In the arrangement shown in the figure below, a potential difference DeltaV is applied, and C1 is adjusted so that the voltmeter between points b and d reads zero.
http://capa.physics.mcmaster.ca/figures/sb/Graph26/sb-pic2667.png

This "balance" occurs when C1 = 3.56 µF. If C3 = 9.50 µF and C4 = 12.3 µF, calculate the value of C2

Homework Equations

CΔV=Q

The Attempt at a Solution

I know that capacitor 1-2, 3-4 is connected in series and the charge on capacitors 1-2, 3-4 are the same because the voltmeter reads zero which mean there's no transfer of electrons between the plates so the charge of the capacitors connected in series should be the same. I came up with the following attempt:

1: C(equivalent 1-2)=(1/C1)+(1/C2)
2:C(equivalent 3-4)=(1/C3)+(1/C4)
3:C(total)= C(equivalent 1-2)+C(equivalent 3-4)
4:Qtotal=Q1+Q2
5:Qtotal= ΔV(C(equivalent 1-2)+C(equivalent 3-4))
When i got step 5, i realized everything just cancels out... lol
so where did I go wrong in my approach?

 

[gneill]

If the voltmeter reads zero, what does that say about the potential difference between nodes b and d?

 

[maiad]

o i see...the voltmeter is zero cause the potential difference is the same in both wires?

 

[gneill]

o i see... the the is zero cause the potential is the same...

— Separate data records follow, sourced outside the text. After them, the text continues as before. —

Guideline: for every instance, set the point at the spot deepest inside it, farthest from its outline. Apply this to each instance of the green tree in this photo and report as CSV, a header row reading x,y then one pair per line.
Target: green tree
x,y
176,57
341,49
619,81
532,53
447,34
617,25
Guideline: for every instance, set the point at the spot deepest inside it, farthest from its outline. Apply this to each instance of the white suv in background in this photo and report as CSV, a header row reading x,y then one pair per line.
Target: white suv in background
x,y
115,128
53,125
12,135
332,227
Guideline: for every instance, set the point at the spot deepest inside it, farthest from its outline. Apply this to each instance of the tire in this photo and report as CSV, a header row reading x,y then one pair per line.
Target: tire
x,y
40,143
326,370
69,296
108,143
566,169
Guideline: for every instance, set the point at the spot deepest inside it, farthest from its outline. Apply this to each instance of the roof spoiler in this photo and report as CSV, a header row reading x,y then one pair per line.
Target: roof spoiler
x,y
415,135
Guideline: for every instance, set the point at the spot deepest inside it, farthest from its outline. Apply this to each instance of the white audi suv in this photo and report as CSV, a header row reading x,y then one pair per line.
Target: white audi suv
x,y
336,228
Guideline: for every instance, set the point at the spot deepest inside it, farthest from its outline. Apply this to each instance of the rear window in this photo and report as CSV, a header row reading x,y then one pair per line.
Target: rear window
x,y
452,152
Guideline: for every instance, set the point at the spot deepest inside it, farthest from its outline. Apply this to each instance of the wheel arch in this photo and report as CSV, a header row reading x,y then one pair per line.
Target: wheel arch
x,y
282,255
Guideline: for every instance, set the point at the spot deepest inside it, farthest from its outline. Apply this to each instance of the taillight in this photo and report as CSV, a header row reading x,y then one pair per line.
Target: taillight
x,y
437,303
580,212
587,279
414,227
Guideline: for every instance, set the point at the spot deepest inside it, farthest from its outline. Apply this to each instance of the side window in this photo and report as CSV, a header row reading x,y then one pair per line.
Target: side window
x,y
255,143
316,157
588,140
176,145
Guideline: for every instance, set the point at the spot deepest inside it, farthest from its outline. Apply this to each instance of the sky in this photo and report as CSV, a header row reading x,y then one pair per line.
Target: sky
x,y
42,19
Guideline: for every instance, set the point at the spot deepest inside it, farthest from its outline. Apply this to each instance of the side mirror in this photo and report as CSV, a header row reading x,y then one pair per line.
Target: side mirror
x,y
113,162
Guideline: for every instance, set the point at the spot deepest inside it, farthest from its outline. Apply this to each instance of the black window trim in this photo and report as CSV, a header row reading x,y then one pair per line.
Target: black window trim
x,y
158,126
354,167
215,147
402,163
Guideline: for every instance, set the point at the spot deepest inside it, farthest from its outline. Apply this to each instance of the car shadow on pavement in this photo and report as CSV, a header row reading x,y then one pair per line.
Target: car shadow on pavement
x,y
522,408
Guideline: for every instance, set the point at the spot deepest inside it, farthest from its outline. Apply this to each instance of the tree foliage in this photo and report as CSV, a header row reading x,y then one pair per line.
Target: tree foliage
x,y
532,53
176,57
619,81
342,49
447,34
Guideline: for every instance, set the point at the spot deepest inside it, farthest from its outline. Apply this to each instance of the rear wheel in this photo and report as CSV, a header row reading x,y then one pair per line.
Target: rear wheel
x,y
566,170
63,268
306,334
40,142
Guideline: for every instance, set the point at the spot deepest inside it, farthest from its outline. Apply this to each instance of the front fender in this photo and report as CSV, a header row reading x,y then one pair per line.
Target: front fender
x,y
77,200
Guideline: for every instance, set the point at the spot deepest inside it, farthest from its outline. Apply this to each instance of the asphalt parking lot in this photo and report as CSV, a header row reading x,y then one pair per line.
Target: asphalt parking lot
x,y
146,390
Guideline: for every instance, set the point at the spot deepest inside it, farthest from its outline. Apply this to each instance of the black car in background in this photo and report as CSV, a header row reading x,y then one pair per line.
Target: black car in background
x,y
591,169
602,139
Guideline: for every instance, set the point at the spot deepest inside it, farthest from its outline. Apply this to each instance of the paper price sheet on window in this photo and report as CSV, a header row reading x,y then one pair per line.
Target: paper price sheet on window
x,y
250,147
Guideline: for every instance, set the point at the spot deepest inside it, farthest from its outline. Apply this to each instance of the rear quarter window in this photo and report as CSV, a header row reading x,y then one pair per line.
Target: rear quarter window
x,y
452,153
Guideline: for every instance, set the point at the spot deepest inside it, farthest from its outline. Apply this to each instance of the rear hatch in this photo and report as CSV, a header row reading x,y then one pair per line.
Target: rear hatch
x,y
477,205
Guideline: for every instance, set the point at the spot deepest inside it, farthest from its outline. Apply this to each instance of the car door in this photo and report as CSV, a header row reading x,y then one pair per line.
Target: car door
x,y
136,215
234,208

Correct. That being so, what can you say about the potentials across capacitors C4 & C1, and capacitors C3 & C2?

 

[maiad]

Well the potential are the same but when we say potential we're talking about V and not ΔV right?

 

[gneill]

Well the potential are the same but when we say potential we're talking about V and not ΔV right?

It is the voltage that exist on the capacitors, measured from terminal to terminal.

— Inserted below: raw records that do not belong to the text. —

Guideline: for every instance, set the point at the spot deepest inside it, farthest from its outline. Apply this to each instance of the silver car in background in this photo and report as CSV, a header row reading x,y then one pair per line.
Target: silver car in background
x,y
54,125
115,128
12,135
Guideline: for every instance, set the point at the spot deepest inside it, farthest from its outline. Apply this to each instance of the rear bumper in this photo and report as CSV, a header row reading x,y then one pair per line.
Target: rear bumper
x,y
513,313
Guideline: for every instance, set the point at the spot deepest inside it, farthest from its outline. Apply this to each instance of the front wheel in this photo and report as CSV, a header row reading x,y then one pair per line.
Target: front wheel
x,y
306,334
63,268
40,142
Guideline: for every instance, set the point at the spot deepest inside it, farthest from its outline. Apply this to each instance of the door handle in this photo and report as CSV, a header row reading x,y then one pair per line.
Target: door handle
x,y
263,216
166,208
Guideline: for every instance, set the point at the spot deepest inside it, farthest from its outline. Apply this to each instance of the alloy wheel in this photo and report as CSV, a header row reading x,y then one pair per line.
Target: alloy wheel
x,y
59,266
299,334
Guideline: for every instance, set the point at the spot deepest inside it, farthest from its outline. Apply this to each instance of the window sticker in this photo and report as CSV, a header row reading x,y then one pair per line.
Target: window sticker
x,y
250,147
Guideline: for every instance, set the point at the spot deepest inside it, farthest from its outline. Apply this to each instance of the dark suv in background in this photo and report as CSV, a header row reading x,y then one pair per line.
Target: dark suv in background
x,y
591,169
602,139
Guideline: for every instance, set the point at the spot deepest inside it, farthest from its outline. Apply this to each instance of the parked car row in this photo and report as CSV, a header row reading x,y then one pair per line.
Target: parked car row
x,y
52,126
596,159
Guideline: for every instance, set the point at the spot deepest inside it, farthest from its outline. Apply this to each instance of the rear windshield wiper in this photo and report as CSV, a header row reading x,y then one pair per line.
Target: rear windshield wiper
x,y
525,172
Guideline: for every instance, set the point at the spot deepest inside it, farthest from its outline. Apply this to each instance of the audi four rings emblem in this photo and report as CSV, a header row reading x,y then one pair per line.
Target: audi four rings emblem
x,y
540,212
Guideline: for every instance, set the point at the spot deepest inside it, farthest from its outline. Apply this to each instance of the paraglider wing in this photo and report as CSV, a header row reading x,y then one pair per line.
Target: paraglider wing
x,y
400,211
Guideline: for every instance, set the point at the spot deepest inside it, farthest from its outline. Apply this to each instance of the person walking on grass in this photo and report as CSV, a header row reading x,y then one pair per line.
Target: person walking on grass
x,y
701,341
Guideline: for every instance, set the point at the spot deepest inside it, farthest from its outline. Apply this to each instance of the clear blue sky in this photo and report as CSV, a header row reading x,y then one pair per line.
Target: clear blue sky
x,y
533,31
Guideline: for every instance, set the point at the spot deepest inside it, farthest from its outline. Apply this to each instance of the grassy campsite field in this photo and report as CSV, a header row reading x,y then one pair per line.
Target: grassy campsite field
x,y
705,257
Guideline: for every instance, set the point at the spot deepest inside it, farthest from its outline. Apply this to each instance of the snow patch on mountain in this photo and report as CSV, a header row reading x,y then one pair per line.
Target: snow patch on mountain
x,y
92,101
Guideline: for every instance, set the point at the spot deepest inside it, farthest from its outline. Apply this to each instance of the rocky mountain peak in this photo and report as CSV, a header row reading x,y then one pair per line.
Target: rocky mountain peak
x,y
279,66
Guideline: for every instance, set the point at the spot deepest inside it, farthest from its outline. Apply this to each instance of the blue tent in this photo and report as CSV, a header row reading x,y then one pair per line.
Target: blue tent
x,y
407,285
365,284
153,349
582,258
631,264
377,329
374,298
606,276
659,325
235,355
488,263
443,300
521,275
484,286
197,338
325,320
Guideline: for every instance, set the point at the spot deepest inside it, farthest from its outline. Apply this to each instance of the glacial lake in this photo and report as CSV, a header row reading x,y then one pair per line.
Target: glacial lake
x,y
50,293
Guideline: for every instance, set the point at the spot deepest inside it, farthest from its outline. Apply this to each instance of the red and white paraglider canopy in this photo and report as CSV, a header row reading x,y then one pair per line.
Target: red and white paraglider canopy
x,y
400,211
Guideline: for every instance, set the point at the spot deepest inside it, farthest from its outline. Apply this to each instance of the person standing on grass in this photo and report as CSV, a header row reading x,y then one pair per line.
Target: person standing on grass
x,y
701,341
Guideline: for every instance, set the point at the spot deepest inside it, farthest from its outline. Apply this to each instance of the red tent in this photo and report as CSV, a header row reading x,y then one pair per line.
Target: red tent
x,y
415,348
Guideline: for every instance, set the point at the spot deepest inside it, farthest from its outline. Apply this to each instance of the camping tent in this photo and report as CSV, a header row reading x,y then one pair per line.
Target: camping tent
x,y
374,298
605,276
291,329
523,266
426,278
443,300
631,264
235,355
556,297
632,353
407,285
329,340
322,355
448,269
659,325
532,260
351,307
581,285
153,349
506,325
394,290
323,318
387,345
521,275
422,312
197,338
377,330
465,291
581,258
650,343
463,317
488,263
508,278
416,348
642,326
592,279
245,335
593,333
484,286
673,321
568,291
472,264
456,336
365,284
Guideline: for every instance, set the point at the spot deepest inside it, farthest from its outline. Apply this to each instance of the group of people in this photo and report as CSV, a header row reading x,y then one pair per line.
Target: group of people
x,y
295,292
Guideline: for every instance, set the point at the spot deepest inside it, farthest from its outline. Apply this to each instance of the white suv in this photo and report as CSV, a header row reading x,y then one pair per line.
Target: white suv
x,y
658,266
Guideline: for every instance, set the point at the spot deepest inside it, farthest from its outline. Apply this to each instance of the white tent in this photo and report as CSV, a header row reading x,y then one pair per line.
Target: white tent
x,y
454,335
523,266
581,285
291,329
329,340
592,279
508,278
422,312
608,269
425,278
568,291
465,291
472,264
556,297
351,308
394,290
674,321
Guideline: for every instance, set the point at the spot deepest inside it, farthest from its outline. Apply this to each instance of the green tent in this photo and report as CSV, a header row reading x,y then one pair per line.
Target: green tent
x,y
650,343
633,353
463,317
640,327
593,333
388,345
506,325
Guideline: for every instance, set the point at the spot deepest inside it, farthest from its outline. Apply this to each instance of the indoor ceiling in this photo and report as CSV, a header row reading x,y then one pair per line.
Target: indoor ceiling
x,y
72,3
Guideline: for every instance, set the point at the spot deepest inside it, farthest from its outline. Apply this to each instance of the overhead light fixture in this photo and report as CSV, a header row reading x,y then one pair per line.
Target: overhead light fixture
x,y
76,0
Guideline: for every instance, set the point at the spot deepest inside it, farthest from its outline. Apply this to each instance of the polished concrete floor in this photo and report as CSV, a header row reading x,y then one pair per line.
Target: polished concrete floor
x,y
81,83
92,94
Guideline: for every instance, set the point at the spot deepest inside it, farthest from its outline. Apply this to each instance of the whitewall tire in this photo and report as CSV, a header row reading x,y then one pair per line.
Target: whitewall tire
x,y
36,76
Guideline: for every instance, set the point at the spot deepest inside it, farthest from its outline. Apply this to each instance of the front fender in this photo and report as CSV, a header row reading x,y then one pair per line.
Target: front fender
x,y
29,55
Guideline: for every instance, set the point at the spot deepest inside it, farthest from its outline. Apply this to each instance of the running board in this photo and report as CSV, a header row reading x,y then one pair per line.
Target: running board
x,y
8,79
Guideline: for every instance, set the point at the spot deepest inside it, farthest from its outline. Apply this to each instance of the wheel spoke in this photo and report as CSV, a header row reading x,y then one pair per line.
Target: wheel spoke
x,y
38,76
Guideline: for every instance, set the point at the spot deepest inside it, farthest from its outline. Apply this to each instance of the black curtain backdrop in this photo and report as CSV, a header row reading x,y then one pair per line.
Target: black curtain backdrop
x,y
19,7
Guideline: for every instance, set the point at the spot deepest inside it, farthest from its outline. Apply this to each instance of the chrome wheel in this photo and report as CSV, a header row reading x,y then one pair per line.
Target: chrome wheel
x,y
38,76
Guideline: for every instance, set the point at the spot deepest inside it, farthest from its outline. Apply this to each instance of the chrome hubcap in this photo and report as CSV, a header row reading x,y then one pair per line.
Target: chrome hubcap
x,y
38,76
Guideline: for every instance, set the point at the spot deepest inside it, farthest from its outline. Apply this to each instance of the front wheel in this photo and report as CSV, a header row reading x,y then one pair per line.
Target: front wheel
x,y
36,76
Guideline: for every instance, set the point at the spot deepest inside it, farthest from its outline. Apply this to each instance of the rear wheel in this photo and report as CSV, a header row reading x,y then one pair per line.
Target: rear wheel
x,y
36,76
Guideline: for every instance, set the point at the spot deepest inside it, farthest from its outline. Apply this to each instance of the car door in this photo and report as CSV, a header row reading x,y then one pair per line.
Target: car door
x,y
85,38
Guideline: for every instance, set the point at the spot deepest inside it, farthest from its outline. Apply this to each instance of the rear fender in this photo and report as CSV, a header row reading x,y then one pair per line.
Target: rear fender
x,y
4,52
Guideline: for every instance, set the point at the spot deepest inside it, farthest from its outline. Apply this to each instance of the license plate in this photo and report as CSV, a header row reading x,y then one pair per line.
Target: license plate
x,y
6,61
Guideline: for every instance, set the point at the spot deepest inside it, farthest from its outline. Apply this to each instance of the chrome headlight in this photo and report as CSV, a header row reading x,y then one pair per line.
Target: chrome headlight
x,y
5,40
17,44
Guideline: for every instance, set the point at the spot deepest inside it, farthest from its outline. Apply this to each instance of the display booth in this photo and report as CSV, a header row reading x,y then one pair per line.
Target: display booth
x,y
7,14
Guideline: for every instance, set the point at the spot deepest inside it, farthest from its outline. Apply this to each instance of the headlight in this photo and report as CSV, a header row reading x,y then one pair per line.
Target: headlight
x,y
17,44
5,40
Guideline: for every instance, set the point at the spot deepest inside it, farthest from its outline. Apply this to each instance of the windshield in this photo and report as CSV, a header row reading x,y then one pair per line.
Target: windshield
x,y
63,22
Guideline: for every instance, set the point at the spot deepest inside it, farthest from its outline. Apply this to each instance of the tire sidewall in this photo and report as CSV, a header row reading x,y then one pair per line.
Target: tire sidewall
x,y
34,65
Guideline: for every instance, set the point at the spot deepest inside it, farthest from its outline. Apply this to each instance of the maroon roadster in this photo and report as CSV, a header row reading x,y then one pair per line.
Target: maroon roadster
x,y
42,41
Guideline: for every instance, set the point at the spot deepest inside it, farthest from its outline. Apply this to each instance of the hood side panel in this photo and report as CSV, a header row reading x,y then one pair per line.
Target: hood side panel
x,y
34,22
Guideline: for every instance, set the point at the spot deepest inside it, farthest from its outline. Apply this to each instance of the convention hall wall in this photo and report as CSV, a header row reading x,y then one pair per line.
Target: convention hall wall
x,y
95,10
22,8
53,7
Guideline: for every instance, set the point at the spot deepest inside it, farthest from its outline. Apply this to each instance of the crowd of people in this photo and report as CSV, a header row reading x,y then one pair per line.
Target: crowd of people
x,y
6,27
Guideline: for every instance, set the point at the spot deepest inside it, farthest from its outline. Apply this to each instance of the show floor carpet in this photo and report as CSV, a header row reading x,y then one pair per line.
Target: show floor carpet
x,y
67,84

So if the voltages across those capacitor pairs are the same, if you know the voltage on one you automatically know the other.

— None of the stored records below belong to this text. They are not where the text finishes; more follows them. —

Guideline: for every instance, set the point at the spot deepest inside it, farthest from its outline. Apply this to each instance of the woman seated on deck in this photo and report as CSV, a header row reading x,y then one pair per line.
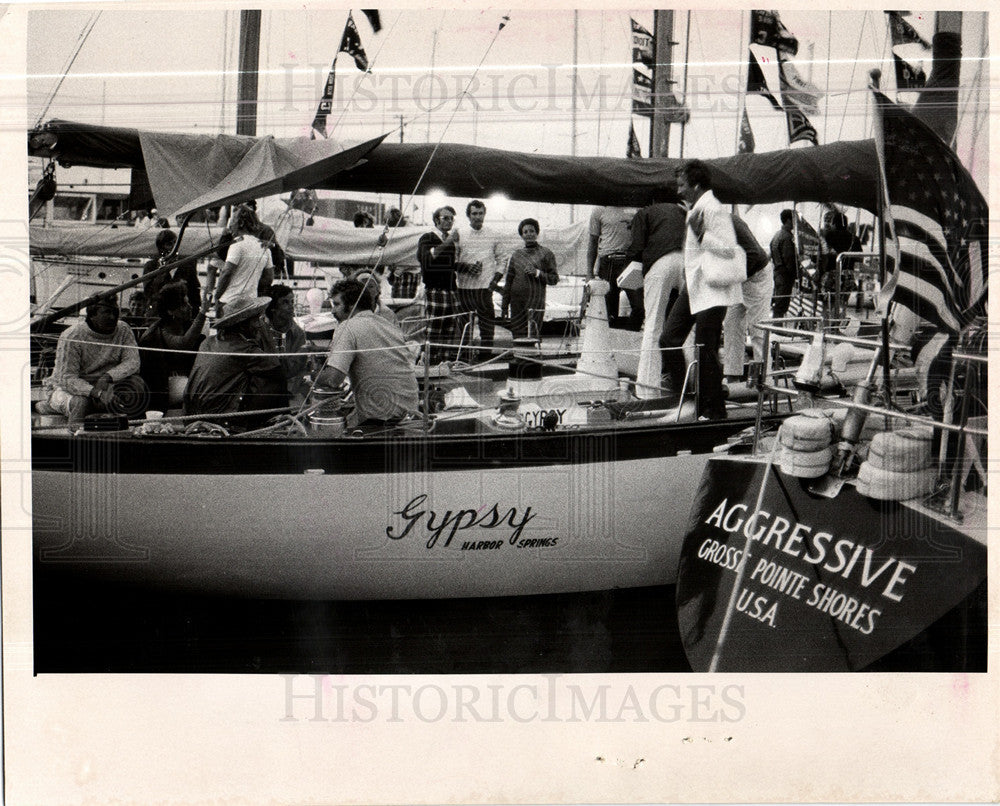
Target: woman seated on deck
x,y
236,370
529,270
175,338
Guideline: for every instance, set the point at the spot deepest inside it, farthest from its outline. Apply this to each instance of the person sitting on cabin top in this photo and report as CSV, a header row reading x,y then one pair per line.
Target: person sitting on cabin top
x,y
373,354
186,272
236,369
170,343
96,369
529,270
438,253
248,262
289,339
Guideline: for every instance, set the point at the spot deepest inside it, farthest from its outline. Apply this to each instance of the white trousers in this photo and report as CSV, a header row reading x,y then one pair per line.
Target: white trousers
x,y
745,315
664,276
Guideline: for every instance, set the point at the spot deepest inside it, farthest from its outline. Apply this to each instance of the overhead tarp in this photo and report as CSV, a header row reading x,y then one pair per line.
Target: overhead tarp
x,y
329,241
187,174
94,240
842,173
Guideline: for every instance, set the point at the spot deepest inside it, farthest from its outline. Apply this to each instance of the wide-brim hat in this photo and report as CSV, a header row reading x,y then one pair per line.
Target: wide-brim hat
x,y
241,309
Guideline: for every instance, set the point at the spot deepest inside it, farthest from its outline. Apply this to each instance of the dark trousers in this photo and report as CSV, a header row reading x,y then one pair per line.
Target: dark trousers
x,y
707,334
480,302
608,268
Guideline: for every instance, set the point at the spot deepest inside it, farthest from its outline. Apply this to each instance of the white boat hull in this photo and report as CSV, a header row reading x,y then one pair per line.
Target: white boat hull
x,y
458,533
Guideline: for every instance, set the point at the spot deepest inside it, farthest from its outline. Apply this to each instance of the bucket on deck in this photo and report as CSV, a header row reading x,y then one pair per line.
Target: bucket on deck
x,y
176,384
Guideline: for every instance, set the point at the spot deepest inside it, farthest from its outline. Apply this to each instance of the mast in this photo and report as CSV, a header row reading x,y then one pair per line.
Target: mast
x,y
663,65
246,91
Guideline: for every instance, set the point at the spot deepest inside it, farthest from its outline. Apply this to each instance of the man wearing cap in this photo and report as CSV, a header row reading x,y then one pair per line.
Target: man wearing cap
x,y
97,368
237,369
373,353
478,273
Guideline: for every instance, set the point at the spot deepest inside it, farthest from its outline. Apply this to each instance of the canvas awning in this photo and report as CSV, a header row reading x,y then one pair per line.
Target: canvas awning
x,y
230,169
838,173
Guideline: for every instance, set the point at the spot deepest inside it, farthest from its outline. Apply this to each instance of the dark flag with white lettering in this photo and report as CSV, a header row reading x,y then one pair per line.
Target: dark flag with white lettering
x,y
747,143
350,43
756,83
374,19
940,220
634,150
642,94
908,75
767,29
813,584
642,45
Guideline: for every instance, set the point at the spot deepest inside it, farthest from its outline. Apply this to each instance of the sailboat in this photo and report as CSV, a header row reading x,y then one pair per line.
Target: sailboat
x,y
573,491
858,528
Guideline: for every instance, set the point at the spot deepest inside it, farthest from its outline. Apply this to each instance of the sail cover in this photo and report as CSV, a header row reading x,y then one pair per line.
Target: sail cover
x,y
228,169
841,173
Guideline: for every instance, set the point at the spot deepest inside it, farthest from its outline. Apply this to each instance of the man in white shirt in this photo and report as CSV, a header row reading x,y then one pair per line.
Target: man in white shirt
x,y
478,271
710,245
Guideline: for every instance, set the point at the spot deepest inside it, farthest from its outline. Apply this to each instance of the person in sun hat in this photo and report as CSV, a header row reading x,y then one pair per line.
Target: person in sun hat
x,y
237,370
96,368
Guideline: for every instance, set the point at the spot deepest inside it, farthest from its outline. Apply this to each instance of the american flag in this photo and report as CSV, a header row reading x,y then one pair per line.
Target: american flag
x,y
940,220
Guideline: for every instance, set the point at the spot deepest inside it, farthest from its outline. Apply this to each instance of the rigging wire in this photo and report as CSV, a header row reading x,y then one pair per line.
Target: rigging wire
x,y
84,35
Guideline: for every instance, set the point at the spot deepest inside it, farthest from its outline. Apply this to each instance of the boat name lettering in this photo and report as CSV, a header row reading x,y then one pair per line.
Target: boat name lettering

Now consider just the two capacitors on the left side of the bridge, C3 and C4. What must be the sum of the voltages of those capacitors?

 

[maiad]

is it equal to that of the potential difference applied?

 

[gneill]

is it equal to that of the potential difference applied?

Clearly, yes, since KVL around the battery-C4-C3-battery loop demands it

Since you know the values of C3 and C4 you should therefore be in a position to determine the voltages on both C3 and C4.

 

[maiad]

But the only equation with i know is ΔV=Q/C but Q is unknown?

 

[gneill]

But the only equation with i know is ΔV=Q/C but Q is unknown?

The charges on capacitors connected in series, such as C3 and C4, are equal. It's also the same as the charge on the equivalent capacitance of C3 in series with C4. So if you calculate that equivalent capacitance and place the source voltage across that, you'll know the charge that must be on both capacitors. The charge then gives you the individual voltages.

Another approach, and one I'd recommend learning about, is the voltage divider relationship for capacitors. In the same way that you can determine the voltage that appears across two resistors in series when you known the total voltage across them, you can determine the voltages that appear on individual series-connected capacitors. For two capacitors in series, the voltage divides in inverse ratio to their capacitance values. So for two capacitors, say Ca and Cb, with total voltage V across them, the voltage on Ca is:

$Va = V \frac{Cb}{Ca + Cb}$

 

[maiad]

My friend broke it don into a simple ratio equation, C2/C3 = C1/C4 and solved for C2 and it works! but I'm not sure why lol

 

[gneill]

My friend broke it don into a simple ratio equation, C2/C3 = C1/C4 and solved for C2 and it works! but I'm not sure why lol

It works because of the voltage ratios imposed on the capacitors by nodes b and d being at the same potential (which we discussed above), in combination with the charges on series capacitors being equal (which we discussed above). You would have got there eventually via the voltage divider equation route I was taking above.